October 6, 2023
The landscape at The Morton Arboretum is likely to become more colorful this week. Cool nights and sunny days are in the forecast, providing ideal conditions for trees and shrubs to develop their autumn colors.
The parking lots at the Visitor Center (Parking Lot 1) and Thornhill Education Center (Parking Lot 22) are showing muted reds on Freeman maples and yellows on hackberries, redbuds, and Miyabe’s maples. Purple can be found on white ash and oak-leaved hydrangeas.
Maple trees are just beginning their fall color season, so this is a great time to stop at parking lots 8 or 14 to walk the Main Trail Loop 3 through the Maple Collection, which includes dozens of maple species from around the world.
In the Arboretum’s woodlands, late-blooming Drummond’s asters add color to the ground layer. Yellow can be seen on small trees in the understory, such as ironwood, redbud, and American elms. In the canopy of branches overhead, sugar maples are beginning to show hints of orange.
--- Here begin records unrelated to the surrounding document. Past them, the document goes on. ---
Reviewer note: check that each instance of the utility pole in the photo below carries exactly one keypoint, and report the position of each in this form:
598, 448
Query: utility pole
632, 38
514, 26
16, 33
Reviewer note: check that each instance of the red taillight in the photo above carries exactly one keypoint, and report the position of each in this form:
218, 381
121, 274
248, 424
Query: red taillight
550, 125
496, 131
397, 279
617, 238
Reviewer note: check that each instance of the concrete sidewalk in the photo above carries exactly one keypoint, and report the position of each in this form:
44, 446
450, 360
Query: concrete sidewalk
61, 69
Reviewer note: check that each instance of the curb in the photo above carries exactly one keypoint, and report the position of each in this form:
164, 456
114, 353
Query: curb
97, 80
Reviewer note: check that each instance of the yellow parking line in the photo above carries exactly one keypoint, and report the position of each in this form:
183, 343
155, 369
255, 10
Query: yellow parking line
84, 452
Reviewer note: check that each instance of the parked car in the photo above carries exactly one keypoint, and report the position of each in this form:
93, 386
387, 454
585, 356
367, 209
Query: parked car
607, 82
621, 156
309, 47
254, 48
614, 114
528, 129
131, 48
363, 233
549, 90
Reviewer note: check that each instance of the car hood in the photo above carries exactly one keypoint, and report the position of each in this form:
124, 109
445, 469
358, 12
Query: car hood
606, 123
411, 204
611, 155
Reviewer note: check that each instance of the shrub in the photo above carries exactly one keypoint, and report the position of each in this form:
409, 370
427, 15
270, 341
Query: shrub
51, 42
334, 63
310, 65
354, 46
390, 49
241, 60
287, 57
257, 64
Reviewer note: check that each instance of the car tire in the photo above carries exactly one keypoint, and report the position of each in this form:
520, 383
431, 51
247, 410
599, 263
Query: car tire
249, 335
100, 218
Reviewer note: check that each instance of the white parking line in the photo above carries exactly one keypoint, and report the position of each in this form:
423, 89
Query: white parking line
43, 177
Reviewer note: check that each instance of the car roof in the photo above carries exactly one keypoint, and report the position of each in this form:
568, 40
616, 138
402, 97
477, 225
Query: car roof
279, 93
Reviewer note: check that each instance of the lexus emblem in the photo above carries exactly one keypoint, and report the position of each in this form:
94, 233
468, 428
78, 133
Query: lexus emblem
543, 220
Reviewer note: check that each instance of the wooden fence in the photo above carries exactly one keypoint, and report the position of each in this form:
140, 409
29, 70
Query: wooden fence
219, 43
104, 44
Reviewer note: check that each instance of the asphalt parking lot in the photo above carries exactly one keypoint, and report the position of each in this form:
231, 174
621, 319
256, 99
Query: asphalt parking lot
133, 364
In the tree collections, yellow is showing on hackberries, redbuds, corktrees, coffeetrees, honey-locusts, hickories, black walnuts, cottonwoods, elms, and catalpas. The few white ash trees in the Arboretum’s collection are purple. Look for reds on sumacs, Virginia creeper, and poison-ivy vines in sunny areas.
In the Schulenberg Prairie near Parking Lot 25, grasses are blooming and setting seeds while the flowers of gentians and asters add bloom highlights.
There is also plenty of seasonal color in the garden beds and container displays around The Grand Garden, the Visitor Center, and Arbor Court near Parking Lot 1.
The fall color season is here at The Morton Arboretum! Visit often because the colors will be changing daily as the season progresses.